Cat bonds are “expected to remain largely unaffected by the current disruptions related to the trade conflict,” Plenum added. The resilience stems from the fact that cat bonds replace traditional credit risk with natural catastrophe risk and are typically structured as floating-rate instruments.
Other impacts
However, Plenum also said in the letter that since Trump’s policies are generally considered inflationary, there could be some other impacts on cat bonds.
“First, the T-bill component of cat bond returns (the coupon/rate) should stay elevated over the medium term, with the current 4% level acting as a baseline,” the Zurich-based firm said. “Second, over the medium term, rising inflation will support higher reinsurance rates to reflect higher nominal insured values, a trend already observed in 2022.”
A spokesperson for Plenum explained that the Treasury bill is the collateral of the cat bond.
“The invested capital is parked there during the duration of the cat bond and stays ready in the case of a loss to be covered,” the spokesperson added.
Steiger of Icosa explained that cat bonds typically use T-bills (or Treasury money market funds) as collateral to back the bond's principal, which is held in a trust account to minimize credit risk.
“This structure ensures investors’ funds are protected by low-risk government securities while earning returns from both T-bill interest and catastrophe risk premium, which together form the coupon,” he said. “This way, exposure to the ceding company can be reduced as the principal does not sit on the balance sheet of the company sponsoring the cat bond but is instead parked in T-Bills.”
Nonetheless, the cat bond market is indirectly affected, Plenum assured.
“If traditional asset classes undergo broad repricing, the relative stability of cat bonds may lead to an increased portfolio weighting. As a result, we may see moderate outflows from the cat bond market.” But this dynamic might actually impart a positive effect: reduced demand for cat bonds leads to a lower supply of insurance coverage, which in turn helps stabilize reinsurance yields, Plenum added in the note to shareholders. Plenum manages a total of $1.5 billion in assets.
Rick Pagnani, CEO and cofounder of King Ridge Capital Advisors, which manages the world’s first ETF that invests in catastrophe bonds, the Brookmont Catastrophic Bond ETF, said while cat bonds are not immune to risk, they have been stable since they play by different rules.
“Their payouts depend on actual events, earthquakes, hurricanes, not inflation prints or Fed comments,” he said. “That makes them structurally uncorrelated to most of the portfolio.”
What is also helping the asset class has been a stretch of relatively quiet catastrophe activity.
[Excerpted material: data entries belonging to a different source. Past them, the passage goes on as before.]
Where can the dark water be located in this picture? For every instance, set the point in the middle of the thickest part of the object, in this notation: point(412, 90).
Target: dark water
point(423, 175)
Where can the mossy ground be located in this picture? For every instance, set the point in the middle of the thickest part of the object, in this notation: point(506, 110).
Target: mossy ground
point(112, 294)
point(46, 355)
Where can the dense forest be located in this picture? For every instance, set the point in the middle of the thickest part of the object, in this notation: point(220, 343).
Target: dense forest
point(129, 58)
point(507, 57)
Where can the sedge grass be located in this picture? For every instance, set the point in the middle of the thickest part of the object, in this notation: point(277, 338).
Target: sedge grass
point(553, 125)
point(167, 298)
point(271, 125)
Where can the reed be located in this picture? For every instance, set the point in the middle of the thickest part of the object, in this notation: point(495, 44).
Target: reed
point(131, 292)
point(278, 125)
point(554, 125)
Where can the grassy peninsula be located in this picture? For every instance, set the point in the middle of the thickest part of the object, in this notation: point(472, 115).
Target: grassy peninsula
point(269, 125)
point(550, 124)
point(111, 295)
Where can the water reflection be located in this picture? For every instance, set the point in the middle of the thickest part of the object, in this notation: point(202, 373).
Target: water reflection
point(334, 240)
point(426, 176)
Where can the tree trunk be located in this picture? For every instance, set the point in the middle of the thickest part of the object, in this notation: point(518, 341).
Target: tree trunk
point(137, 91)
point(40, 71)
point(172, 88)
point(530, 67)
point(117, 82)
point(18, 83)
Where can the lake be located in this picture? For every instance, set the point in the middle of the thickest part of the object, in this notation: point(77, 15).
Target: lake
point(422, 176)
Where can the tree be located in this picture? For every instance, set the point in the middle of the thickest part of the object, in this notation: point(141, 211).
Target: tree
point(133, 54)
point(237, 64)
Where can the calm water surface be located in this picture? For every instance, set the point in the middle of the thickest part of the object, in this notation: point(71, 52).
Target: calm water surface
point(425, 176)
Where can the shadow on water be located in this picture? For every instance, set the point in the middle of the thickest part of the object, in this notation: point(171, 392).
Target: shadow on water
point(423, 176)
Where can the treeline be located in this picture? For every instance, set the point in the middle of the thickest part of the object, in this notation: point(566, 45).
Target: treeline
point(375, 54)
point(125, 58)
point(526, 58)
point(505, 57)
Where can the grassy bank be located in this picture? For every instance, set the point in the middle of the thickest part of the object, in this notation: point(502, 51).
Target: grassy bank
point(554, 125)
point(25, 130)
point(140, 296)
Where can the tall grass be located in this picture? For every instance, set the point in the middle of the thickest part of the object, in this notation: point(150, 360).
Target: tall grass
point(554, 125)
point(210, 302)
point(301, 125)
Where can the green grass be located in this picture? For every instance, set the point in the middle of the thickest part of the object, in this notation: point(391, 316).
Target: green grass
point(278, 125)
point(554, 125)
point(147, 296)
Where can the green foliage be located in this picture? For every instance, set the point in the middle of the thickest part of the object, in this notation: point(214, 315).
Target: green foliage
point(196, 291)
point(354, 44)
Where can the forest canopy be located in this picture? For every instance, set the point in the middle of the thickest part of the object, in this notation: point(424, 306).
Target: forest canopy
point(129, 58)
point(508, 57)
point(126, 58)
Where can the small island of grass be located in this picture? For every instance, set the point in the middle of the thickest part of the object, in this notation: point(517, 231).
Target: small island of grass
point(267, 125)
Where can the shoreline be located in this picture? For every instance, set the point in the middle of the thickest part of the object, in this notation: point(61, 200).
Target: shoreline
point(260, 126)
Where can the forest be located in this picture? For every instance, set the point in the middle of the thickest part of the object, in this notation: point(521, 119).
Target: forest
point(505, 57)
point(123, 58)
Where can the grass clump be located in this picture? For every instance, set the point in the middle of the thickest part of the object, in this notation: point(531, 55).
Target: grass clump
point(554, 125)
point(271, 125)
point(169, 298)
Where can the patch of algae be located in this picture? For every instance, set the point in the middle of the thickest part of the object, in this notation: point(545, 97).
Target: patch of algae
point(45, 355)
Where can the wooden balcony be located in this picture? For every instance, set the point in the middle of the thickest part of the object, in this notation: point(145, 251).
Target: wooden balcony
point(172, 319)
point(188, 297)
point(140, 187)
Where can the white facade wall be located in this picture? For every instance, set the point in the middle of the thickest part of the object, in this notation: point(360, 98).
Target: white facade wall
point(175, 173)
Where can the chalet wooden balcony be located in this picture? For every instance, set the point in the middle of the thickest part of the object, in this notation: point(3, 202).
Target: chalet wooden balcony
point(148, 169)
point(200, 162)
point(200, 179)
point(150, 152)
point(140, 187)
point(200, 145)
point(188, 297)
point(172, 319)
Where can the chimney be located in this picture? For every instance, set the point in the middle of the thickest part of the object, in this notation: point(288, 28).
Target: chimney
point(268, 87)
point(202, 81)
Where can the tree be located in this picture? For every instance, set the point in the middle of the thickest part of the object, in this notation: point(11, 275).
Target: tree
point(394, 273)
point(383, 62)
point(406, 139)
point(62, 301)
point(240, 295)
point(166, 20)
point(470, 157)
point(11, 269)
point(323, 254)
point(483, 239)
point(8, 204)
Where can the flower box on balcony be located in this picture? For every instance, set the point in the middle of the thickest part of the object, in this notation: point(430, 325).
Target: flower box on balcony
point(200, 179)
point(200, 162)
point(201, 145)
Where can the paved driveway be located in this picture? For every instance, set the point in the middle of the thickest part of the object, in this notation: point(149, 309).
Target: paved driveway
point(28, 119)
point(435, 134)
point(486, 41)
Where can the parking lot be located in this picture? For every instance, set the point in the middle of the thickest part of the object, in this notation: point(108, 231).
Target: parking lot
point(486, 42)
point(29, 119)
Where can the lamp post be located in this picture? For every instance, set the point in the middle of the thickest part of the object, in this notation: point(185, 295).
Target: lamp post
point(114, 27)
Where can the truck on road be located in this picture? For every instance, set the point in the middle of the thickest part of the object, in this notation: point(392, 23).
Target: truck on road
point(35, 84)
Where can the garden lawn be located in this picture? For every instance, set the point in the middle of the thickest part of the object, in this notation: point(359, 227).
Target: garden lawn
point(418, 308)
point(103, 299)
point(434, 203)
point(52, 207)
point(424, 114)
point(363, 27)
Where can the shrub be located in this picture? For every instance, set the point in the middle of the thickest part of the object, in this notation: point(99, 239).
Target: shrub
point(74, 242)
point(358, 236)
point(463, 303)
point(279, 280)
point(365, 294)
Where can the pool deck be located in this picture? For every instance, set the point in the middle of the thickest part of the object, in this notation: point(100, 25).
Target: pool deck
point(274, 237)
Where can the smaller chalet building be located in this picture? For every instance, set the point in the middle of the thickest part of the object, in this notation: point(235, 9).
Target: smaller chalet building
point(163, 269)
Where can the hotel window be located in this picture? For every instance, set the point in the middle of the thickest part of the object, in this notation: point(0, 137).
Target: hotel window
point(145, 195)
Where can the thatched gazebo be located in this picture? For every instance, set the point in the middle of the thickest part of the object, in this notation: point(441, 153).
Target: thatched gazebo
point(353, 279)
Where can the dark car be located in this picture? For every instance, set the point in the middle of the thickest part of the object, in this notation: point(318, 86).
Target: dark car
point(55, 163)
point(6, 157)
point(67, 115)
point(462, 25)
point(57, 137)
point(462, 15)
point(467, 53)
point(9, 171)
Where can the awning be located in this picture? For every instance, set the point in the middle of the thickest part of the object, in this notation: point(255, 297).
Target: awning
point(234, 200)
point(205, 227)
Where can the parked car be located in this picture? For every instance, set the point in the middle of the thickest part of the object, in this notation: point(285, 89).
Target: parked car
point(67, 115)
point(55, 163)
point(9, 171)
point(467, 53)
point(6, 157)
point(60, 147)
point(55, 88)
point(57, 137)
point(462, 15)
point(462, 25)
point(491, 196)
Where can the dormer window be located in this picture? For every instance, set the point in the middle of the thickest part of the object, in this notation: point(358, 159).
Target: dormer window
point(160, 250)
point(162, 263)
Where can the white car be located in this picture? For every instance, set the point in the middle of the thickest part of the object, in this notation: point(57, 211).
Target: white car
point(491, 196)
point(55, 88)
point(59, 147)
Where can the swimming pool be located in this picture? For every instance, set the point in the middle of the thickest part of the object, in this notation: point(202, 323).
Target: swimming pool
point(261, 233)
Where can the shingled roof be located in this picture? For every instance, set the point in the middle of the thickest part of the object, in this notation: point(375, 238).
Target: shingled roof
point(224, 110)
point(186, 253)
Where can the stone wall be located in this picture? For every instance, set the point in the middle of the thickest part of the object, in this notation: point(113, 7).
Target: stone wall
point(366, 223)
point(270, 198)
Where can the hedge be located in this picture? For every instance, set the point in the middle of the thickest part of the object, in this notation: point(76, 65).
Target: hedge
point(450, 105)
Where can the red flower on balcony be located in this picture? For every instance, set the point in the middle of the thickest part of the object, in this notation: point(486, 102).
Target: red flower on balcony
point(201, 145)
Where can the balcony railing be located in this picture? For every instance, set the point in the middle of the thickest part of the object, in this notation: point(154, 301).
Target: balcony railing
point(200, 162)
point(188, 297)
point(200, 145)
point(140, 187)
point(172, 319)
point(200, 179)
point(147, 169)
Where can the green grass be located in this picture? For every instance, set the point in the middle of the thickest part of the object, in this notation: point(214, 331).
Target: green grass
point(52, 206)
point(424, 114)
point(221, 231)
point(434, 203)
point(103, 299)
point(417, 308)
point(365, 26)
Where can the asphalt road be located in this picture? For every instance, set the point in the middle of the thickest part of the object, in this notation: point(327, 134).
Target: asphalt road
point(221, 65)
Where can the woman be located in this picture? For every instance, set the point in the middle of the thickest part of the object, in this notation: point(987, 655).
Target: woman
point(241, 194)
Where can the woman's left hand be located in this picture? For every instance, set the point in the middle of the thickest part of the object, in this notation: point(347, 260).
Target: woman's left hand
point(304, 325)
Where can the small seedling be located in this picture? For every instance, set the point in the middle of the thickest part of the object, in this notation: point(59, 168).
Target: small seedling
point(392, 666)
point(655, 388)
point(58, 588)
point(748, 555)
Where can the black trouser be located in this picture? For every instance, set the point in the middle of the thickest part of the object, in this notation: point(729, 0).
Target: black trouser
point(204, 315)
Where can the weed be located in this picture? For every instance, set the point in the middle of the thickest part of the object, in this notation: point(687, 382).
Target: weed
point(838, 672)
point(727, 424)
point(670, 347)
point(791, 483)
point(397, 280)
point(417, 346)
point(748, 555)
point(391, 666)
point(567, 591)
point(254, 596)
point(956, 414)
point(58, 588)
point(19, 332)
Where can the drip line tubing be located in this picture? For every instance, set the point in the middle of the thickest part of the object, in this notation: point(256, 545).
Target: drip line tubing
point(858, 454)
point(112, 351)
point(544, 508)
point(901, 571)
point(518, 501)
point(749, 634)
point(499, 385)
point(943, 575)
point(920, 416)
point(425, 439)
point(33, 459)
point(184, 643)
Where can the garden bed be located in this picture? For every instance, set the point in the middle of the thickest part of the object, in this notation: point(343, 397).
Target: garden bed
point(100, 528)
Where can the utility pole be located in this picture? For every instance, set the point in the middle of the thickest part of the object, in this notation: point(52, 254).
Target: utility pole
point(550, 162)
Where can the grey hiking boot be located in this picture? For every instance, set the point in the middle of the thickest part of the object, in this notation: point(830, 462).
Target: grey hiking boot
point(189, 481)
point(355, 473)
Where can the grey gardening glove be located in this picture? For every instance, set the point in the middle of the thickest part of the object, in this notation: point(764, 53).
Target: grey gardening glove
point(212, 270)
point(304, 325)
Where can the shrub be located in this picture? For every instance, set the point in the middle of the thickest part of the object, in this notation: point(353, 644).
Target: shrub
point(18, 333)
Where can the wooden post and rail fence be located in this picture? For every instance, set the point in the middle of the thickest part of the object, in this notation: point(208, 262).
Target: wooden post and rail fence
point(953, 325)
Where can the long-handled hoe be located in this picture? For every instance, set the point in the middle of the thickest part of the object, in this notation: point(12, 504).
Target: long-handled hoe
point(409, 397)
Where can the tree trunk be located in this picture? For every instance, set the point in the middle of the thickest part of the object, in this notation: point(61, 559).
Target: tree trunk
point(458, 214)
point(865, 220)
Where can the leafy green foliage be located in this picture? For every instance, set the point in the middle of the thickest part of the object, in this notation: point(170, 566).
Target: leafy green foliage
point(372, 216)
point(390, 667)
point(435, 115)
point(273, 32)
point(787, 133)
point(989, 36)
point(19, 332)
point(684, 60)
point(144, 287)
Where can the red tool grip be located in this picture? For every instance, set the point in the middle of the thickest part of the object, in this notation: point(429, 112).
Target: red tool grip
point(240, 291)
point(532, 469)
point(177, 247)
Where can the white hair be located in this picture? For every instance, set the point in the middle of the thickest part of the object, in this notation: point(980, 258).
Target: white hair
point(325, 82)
“Last year and so far this year, we haven’t seen the kinds of major events that trigger losses,” Pagnani said. “Of course, that can change quickly, (as) hurricane season starts in June, but right now, performance has been steady, and the technical backdrop is solid.”
Cat bonds bring something unique to the table, he added, “exposure to risks that are genuinely outside the economic cycle.”
The Brookmont ETF, which was launched on April 1 and trades under ticker ILS, now has about $6 million in assets.
CAT bonds are a niche, specialized space in the wider global bond market, with very sophisticated institutional players such as international insurance companies, said Jwala Rambarran, senior adviser, office of the managing director at the CVF-V20 Secretariat.
“The impact of Trump’s tariff policies was more on global equity markets, especially U.S. companies with significant supply chains to emerging markets such as China on which very high tariffs were placed,” he said. “Bond markets were relatively less affected than equity markets, particularly the niche CAT bond market which remains very risky but rewards investors very well for taking such risk.”
The CVF-V20 is an independent intergovernmental group based in Accra, Ghana, which represent countries that are more vulnerable to climate change.